Related ETFs: VanEck Pharmaceutical ETF (PPH), SPDR S&P Biotech ETF (XBI), Robo Global Robotics and Automation Index ETF (ROBO)

Recent advances and investments in artificial intelligence (AI) have been making major headlines lately. As MRP highlighted last week, Microsoft’s potential investment of $10 billion to expand their stake in OpenAI, the creator of popular AI tools ChatGPT and DALL-E, could more than double the startup’s valuation to $29 billion. OpenAI’s suite of products, now set to go premium for use by corporations, utilizes generative AI, which produces unique images, text, and other mediums of communication from human prompts. About 175 billion machine learning (ML) parameters make up the deep learning neural network used in OpenAI’s latest model, GPT-3. To put things in perspective, Analytics Insight notes that Microsoft’s Turing NLG model, which has 10 billion parameters, was the largest learned language model before GPT-3.

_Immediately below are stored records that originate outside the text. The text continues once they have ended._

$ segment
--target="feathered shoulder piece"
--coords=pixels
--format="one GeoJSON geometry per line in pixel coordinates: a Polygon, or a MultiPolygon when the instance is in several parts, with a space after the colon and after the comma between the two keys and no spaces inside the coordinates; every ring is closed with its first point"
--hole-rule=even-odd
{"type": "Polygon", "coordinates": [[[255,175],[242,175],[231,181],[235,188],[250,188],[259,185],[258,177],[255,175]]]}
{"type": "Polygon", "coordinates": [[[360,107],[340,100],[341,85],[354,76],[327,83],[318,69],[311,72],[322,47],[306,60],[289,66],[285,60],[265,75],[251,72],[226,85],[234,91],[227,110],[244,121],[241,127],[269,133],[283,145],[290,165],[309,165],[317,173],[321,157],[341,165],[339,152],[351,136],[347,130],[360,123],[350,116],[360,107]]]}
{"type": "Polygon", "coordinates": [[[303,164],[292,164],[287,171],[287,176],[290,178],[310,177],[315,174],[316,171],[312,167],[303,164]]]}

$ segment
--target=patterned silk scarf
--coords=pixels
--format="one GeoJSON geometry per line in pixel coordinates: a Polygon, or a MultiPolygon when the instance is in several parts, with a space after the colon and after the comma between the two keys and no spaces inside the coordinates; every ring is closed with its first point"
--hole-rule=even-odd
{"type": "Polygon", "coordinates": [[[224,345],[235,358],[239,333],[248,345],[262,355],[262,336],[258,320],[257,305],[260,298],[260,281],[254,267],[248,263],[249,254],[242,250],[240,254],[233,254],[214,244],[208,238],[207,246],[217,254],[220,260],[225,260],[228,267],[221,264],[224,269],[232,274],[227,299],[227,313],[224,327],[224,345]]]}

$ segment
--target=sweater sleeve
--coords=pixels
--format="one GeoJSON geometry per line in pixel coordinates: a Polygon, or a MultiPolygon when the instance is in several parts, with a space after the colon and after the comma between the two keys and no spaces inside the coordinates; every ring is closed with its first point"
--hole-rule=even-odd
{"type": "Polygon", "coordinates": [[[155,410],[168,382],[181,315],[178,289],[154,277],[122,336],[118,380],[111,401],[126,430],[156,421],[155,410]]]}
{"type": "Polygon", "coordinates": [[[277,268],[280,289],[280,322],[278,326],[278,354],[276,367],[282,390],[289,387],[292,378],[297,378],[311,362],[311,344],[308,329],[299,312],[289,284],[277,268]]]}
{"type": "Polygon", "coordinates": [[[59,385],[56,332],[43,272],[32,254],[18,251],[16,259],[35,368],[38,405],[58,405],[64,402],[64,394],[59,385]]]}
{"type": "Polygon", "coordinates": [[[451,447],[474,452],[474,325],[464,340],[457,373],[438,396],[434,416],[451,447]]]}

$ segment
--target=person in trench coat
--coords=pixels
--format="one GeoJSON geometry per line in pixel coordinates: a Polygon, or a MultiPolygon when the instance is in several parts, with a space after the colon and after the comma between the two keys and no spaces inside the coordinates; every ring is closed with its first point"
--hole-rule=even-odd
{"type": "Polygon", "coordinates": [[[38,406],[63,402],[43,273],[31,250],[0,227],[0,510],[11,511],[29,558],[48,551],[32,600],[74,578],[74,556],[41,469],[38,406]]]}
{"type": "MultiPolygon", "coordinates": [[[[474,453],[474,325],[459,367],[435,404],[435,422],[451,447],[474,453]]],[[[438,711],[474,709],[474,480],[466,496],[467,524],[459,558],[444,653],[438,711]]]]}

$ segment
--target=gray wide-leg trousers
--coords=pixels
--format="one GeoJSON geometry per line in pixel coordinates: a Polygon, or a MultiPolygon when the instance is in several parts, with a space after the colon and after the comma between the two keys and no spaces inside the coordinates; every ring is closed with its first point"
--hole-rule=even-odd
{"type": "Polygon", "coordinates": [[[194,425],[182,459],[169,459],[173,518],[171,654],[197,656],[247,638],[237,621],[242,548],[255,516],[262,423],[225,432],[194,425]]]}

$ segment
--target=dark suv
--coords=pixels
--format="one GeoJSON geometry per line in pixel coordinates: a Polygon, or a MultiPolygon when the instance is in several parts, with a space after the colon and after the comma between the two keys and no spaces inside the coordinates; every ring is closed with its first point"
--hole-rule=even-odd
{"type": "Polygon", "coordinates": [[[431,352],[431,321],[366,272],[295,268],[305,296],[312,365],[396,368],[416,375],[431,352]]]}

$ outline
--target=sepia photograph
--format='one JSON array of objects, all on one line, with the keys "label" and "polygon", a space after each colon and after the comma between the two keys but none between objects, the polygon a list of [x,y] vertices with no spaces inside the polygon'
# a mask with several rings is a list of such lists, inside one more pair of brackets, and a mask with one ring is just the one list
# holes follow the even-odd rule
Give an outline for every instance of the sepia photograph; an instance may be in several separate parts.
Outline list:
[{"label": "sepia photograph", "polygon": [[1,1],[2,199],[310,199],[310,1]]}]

Data and parameters used in neural networks and their resultant outputs can be focused on different subjects and industries. The healthcare industry, particularly biopharma and diagnostics, is a business where generative AI is expected to create major disruption in the years ahead. Per survey data published in a recent GlobalData report, The State of the Biopharmaceutical Industry – 202339% of surveyed healthcare industry professionals believed that AI would trend as the most disruptive emerging technology in the sector throughout this year. AI has been voted as the most disruptive emerging healthcare technology every year since 2020, according to Pharmaceutical Technology.

Just last week, BioNTech SE agreed to acquire British artificial intelligence (AI) startup InstaDeep for the equivalent of up to $682 million, the firm’s largest takeover deal ever. Per the Chemical Engineer, BioNTech’s acquisition will support the company’s strategy to build capabilities in AI-driven drug discovery and development of next-generation immunotherapies and vaccines.

Several months ago, Nvidia announced the launch of its BioNeMo Large Language Model (LLM) service to help researchers build new artificial intelligence (AI) models for biology, which was used to build a new generative AI model that could…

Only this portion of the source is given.